Hidden Door, Distant Places: Visual Art Preview

As a visitor to this year’s Hidden Door festival there are physical doors to be opened that reveal artistic endeavours; endeavours that followed passages these artists explored that were, until this year, less trodden.

The landscape and physical geography not only of Scotland, and its surrounding islands, but toward foreign fields has proved to be rich in source material for several of this year’s visual artists including Robyn Braham, Tyler and Mara Marxt Lewis and Josie Turnbull.

Robyn Braham’s work begins in Aberdeenshire and concludes at the Isle of Canna. ‘Portraits’, taking the form of audio and visual recordings, recall the tradition and people who have resided in rural areas through generation to generation. Much like the history of people that have travelled through and occupied both the Leith Theatre and State Cinema, visitors are invited to embark on Robyn’s journey through her documentation, moving through and pausing for thought over progressions in tradition, culture, and community.

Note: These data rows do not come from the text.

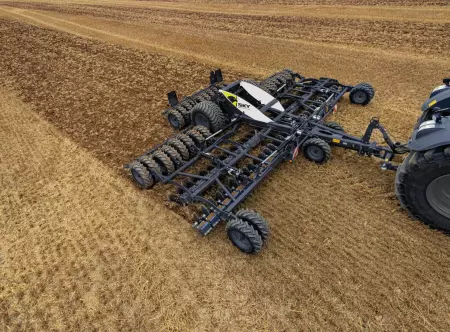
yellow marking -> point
(228, 94)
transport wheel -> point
(209, 115)
(141, 175)
(196, 137)
(203, 130)
(362, 94)
(173, 155)
(244, 236)
(335, 126)
(188, 143)
(317, 150)
(179, 146)
(256, 220)
(163, 160)
(175, 118)
(422, 185)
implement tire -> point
(209, 115)
(256, 220)
(141, 175)
(244, 236)
(317, 150)
(422, 185)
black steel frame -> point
(310, 102)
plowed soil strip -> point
(419, 37)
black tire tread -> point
(256, 220)
(144, 173)
(406, 180)
(321, 143)
(165, 161)
(179, 147)
(249, 231)
(176, 113)
(212, 112)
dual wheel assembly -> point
(168, 157)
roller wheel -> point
(203, 130)
(317, 150)
(256, 220)
(196, 137)
(175, 119)
(209, 115)
(180, 147)
(335, 126)
(173, 155)
(362, 94)
(141, 175)
(164, 162)
(422, 185)
(151, 165)
(244, 236)
(188, 143)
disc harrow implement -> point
(233, 135)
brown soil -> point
(82, 249)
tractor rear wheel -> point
(317, 150)
(422, 185)
(209, 115)
(244, 236)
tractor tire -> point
(176, 120)
(173, 155)
(188, 143)
(163, 160)
(203, 130)
(317, 150)
(422, 185)
(209, 115)
(141, 175)
(196, 137)
(244, 236)
(335, 126)
(180, 147)
(362, 94)
(256, 220)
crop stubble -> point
(342, 254)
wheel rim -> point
(201, 120)
(438, 195)
(137, 177)
(174, 121)
(315, 153)
(359, 97)
(240, 240)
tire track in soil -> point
(417, 37)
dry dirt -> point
(81, 91)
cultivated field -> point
(81, 90)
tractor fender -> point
(430, 135)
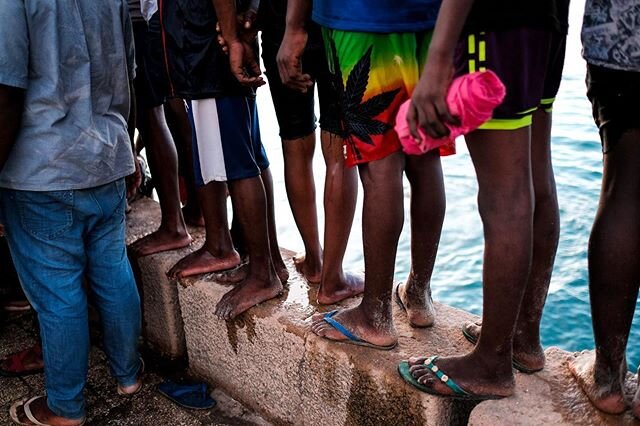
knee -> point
(511, 209)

Within the boundaries of Scotland and the islands, Tyler and Mara Marxt Lewis discover the desolate Island of Mingulay at the southern tip of the Outer Hebrides. Tyler and Mara bring a sense of the isolation of the island to Leith through the use of playful soundscape and installation. The bringing together of the couple’s respective backgrounds in art, exhibition, and music ultimately seeks to consider what role the uninhabited island might have to play in the future.


Looking beyond the perimeters of the United Kingdom, Hidden Door artists have ventured afar to create work responding to far-flung locations and foreign cultures. In comparison to the rural landscape of the highlands and islands, Josie Turnbull’s venture to Vietnam feels exotic. Josie will be displaying photography works at Hidden Door that centre around the theme of amusement parks in and around Ho Chi Minh City. The project aims to magnify the latent anxieties of sites tailored to beguile, terrify, and teach.

Themes of transience and the documentation of environments feel particularly pertinent to Hidden Door 2018 as the festival is set to take on another venue. This year, another derelict building, the State Cinema is quietly awaiting the vim and vigour of creative energy that is set to liberate the cinema for the duration of the festival.

Be sure to keep an eye out for Robyn’s work in the Leith Theatre, Mara and Tyler’s installation also in the Leith Theatre, and Josie’s photography in the State Cinema.